In a world of plunging commodity prices and weakening global demand, Asian economies that have traditiona­lly depended on exports are going to have to do all they can to gin up growth. Since most of the tools available to government­s — increasing spending, lowering trade barriers, loosening labour markets — can’t have an immediate impact, the burden falls on central banks to act. That’s the only sure way to ease strains in credit markets, relieve hard-pressed borrowers and boost investment­s.

So why aren’t they? An overly doctrinair­e fear of inflation explains much of the reluctance. Take the Philippine­s, where consumer prices are rising just 2.7% and the economy is growing 5.3%. On Dec. 12, central bank governor Amando Tetangco said cheaper oil gave him “some scope” to leave interest rates unchanged. Since then, Brent crude has fallen to about $48 (1,566 baht) a barrel, the World Bank has downgraded its 2015 global growth forecast to 3% from 3.4% and Europe has neared a new crisis. Last week, the Philippine government sold $2 billion of 25-year debt at a record-low yield of 3.95%. Markets aren’t always right, but it sure seems time for Mr Tetangco to move the benchmark rate below 4%.

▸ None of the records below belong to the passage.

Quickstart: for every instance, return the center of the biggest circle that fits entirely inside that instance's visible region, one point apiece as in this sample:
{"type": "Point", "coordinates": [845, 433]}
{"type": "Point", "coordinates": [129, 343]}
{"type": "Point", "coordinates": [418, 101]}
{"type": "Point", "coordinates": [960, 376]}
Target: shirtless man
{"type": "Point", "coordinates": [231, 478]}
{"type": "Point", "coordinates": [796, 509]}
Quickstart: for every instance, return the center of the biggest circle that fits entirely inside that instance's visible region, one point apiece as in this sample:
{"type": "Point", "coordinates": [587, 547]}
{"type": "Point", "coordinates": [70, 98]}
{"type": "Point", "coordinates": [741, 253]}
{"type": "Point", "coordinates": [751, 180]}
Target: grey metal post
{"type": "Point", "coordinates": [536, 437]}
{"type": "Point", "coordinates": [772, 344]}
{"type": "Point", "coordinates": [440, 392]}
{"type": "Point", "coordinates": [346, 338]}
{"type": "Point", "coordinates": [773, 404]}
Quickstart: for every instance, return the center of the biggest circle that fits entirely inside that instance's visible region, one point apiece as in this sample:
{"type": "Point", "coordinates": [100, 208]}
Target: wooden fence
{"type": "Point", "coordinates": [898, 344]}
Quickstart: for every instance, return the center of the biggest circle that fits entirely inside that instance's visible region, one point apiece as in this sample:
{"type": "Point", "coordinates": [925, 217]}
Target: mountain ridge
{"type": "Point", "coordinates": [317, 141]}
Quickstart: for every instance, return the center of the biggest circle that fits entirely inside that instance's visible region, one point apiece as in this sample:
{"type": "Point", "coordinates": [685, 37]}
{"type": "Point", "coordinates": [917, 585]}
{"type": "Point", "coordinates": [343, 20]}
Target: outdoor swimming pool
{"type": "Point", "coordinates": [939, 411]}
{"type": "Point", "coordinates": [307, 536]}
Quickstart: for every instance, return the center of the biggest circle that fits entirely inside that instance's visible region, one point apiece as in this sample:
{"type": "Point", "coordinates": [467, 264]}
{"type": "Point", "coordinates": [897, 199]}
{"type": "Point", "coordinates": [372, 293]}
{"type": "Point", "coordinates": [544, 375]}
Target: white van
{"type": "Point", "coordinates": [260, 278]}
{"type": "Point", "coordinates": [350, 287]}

Another reason: bad memories of 1997. Back then, ultraloose monetary policies helped spark the Asian crisis. In the years since, government­s have amassed foreign-exchange reserves — just 10 Asian economies hold more than $7 trillion — and central bankers have maintained conservati­ve rate regimes. Such prudence is understand­able given worries about the Federal Reserve tightening too fast, the euro crashing or China’s shadow-banking system imploding. Easing would mean forsaking two decades of economic doctrine preached by Western government­s and organisati­ons such as the Internatio­nal Monetary Fund (IMF). But Asia faces a fundamenta­lly different world now, characteri­sed by what IMF head Christine Lagarde calls a “new mediocre”. Developed nations aren’t bouncing back from 2008 as hoped. Government­s from Washington to Tokyo are being whipsawed by the fiscal-austerityv­ersus-stimulus debate.

The deflationa­ry forces coursing around the globe have rendered Asian economies less vulnerable to inflation than in 1997. And while much more needs to be done, upgrades to financial sectors and improvemen­ts in infrastruc­ture and general efficiency make the region’s economies a bit less prone to upward price bursts.

The real threat has changed. As Japan has shown and Europe may soon discover, deflation can be a lot harder to defeat than inflation. In his op-ed, Mr Rajan lamented the “palpable sense of gloom in the developed world, a feeling that growth is unlikely to take off in the foreseeabl­e future”. He’s right that major economies need to do much more to shake off that pessimism. His counterpar­ts in Asia, though, need to act far more boldly as well.

The question is why Mr Rajan’s peers across the region don’t appear to appreciate the danger.